Not so sure about the limestone but that wouldn't that affect CO2 later if I am not mistaken. Possibly another could chime in


----------



## Aquaticz (May 22, 2009)

Franzi said:


> I rinsed and rinsed and rinsed again, but it's so fine that it never ended. With filter sand, I rinsed three times and the tank was clear pretty fast. I like the stuff. $9.50 for 50 pounds.


Hey Franzi 
Did you get it at a pool supply place?
Thx Bro


----------



## Franzi (Dec 7, 2009)

Yeah I picked it up at Leslie's pool supply. Not sure how close you are to one, but they seem to have locations throughout the US.


----------



## Aquaticz (May 22, 2009)

There is one in my neighborhood.
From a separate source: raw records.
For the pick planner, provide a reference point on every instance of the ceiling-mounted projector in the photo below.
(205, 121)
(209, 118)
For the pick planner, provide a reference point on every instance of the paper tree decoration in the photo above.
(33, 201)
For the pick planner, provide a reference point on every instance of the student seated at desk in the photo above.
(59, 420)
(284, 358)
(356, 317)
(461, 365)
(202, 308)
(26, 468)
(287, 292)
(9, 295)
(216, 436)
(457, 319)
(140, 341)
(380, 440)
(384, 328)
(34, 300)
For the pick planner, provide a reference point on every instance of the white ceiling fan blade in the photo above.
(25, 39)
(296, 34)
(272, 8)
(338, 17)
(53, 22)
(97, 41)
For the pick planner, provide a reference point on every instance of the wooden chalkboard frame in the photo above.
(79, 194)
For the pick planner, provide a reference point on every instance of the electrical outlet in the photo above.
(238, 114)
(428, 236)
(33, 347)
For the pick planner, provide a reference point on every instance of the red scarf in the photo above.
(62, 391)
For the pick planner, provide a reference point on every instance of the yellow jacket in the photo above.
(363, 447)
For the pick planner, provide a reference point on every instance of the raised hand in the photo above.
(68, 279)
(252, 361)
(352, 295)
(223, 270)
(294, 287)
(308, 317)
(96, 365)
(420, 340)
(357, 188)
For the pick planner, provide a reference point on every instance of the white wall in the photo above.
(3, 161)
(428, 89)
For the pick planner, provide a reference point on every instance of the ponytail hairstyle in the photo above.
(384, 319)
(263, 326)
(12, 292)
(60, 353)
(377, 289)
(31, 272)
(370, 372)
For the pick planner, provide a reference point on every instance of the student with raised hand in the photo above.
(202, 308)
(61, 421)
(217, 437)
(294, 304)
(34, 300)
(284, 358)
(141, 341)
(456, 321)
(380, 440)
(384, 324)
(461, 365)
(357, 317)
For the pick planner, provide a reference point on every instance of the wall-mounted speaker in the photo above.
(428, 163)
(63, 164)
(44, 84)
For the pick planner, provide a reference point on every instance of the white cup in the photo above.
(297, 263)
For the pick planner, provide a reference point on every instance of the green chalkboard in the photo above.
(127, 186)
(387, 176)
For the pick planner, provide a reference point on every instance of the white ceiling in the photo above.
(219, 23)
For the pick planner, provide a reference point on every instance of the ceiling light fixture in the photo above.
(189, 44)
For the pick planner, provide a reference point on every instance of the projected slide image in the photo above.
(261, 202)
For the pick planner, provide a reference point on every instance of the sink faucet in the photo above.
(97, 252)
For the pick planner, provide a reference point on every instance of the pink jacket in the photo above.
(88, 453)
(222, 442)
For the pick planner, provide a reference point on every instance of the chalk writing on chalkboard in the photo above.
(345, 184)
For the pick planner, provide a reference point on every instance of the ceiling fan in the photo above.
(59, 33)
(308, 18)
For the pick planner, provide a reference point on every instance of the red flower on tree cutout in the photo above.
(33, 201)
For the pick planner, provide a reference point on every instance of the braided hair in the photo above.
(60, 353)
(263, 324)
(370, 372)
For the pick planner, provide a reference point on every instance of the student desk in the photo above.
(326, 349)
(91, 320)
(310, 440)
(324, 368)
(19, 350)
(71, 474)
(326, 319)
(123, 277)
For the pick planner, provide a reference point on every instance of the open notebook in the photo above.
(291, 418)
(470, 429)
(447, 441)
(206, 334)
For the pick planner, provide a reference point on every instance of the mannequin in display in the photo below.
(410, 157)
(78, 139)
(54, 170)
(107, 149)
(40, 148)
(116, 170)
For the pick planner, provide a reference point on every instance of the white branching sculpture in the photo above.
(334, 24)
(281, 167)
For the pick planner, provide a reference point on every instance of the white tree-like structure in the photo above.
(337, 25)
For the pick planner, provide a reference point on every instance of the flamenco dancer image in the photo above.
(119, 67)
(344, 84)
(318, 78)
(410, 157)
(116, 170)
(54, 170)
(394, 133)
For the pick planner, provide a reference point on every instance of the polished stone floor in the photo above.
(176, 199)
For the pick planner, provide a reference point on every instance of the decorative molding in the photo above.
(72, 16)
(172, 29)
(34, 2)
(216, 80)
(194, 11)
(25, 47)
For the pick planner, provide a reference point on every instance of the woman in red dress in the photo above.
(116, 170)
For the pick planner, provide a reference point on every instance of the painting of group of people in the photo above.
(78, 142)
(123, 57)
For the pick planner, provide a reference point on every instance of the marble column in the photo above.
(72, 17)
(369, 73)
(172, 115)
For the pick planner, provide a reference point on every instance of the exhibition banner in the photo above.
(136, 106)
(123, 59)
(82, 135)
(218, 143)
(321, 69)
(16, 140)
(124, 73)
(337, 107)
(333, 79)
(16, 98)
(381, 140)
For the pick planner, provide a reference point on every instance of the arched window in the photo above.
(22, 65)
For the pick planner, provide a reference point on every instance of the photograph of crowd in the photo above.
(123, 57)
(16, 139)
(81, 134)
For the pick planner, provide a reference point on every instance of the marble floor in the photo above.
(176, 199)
Thanks Franzi


----------



## slimbolen99 (Feb 25, 2011)

I cannot find any pool filter sand around here (KC) for less than $15 for a 50# bag. 

Anyone have issues with it not being a good cap with mineralized soil under it?


----------



## wicca27 (Oct 13, 2008)

i love my pool filter sand and i use miracle gro organic under it. i want to find black colorquartz but they dont make the stuff any more i have looked online for a while and nothing unless you can find an old pool place that might have some in stock


----------



## James0816 (Oct 9, 2008)

Question about capping the MTS...what about planting and/or uprooting of plants. Won't that eventually lead to the MTS coming to the surface?


----------



## redchigh (Jul 10, 2010)

Just a little, but it settles quickly once the tank is established.


----------